🤖 7 minDès le niveau 2

    Comprendre les agents IA

    On vous parle d'« agents » partout, mais la démo ressemble souvent à un chatbot amélioré. La différence est pourtant réelle : un chatbot vous répond, un agent agit pour vous. Et cette différence change à la fois ce que vous pouvez déléguer et les précautions à prendre.

    Distinguez chatbot et agent

    Un chatbot fonctionne en un seul tour : vous posez une question, il produit une réponse, à vous de jouer. Il ne fait rien d'autre que générer du texte.

    Un agent, lui, reçoit un objectif (« prépare-moi une synthèse des retours clients de la semaine ») et enchaîne seul les étapes nécessaires : chercher les bons fichiers, lire les données, croiser les sources, rédiger, parfois envoyer le résultat. Vous ne pilotez plus chaque étape, vous déléguez un résultat.

    Visualisez la boucle percevoir-décider-agir

    Tous les agents suivent la même boucle. Ils perçoivent : lire votre demande, un document, le résultat d'une recherche. Ils décident : quelle est la prochaine étape utile vers l'objectif ? Ils agissent : lancer une recherche, écrire dans un fichier, appeler un service externe. Puis ils observent le résultat de leur action et recommencent, jusqu'à ce que l'objectif soit atteint ou qu'ils soient bloqués.

    C'est cette boucle qui rend l'agent utile (il corrige le tir en cours de route) et c'est aussi elle qui exige des garde-fous : un agent qui se trompe à l'étape 2 peut construire les étapes 3 à 8 sur une erreur.

    Comprenez les outils : les mains de l'agent

    Un modèle de langage seul ne sait que produire du texte. Ce qui transforme un modèle en agent, ce sont ses outils : recherche web, lecture et écriture de fichiers, envoi d'emails, accès à votre agenda ou à votre CRM. À chaque tour de boucle, l'agent choisit l'outil adapté et l'utilise.

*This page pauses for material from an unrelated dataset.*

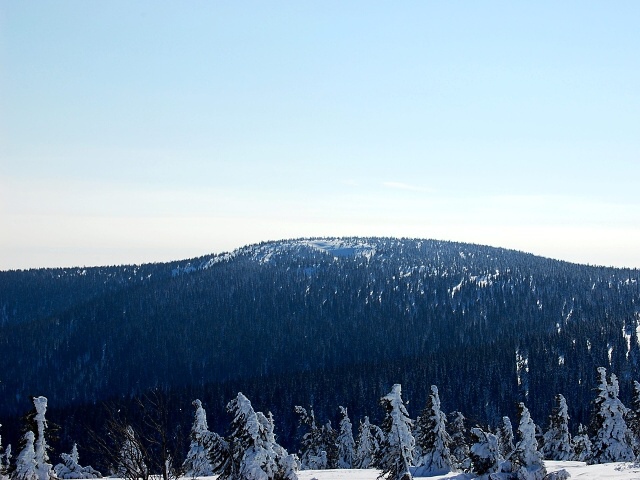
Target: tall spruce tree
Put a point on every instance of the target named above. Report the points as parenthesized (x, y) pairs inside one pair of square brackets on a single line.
[(345, 442), (70, 467), (459, 442), (557, 440), (612, 440), (312, 455), (634, 418), (506, 438), (253, 451), (198, 462), (370, 439), (582, 449), (432, 440), (396, 454), (527, 460), (26, 465), (484, 452)]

    Des standards comme MCP (Model Context Protocol) permettent aujourd'hui de brancher ces outils de façon uniforme : c'est pour cela que votre assistant peut, en 2026, se connecter à vos documents ou vos applications métier sans développement sur mesure.

    Repérez les usages concrets au bureau

    Les agents sont déjà rentables sur des tâches à étapes multiples mais à règles claires :

    • Trier une boîte email : classer, étiqueter, préparer des brouillons de réponse pour validation.
    • Faire de la veille : surveiller des sources, filtrer, produire un résumé quotidien.
    • Préparer une réunion : rassembler les derniers échanges, les chiffres et les décisions en suspens dans une note.
    • Assembler un reporting : collecter les données de plusieurs sources et remplir le modèle habituel.

    Gardez la main : risques et garde-fous

    Un agent qui agit peut mal agir. Le risque le plus sournois est l'injection de prompt : des instructions malveillantes cachées dans un contenu que l'agent lit (une page web, un email) et qu'il risque de suivre comme si elles venaient de vous.

    Trois garde-fous simples : donnez à l'agent le minimum d'accès nécessaire (lecture seule quand c'est possible), exigez une validation humaine avant toute action irréversible (envoi, suppression, paiement), et relisez ses journaux d'actions au début, comme vous relireriez le travail d'une nouvelle recrue.

    🎯 À faire maintenant (15 min max)

    Listez trois tâches récurrentes de votre semaine qui demandent plusieurs étapes (chercher, compiler, rédiger, envoyer). Pour chacune, notez : quelles informations l'agent devrait lire, quelles actions il devrait faire, et laquelle exigerait votre validation. Vous venez de rédiger votre premier cahier des charges d'agent.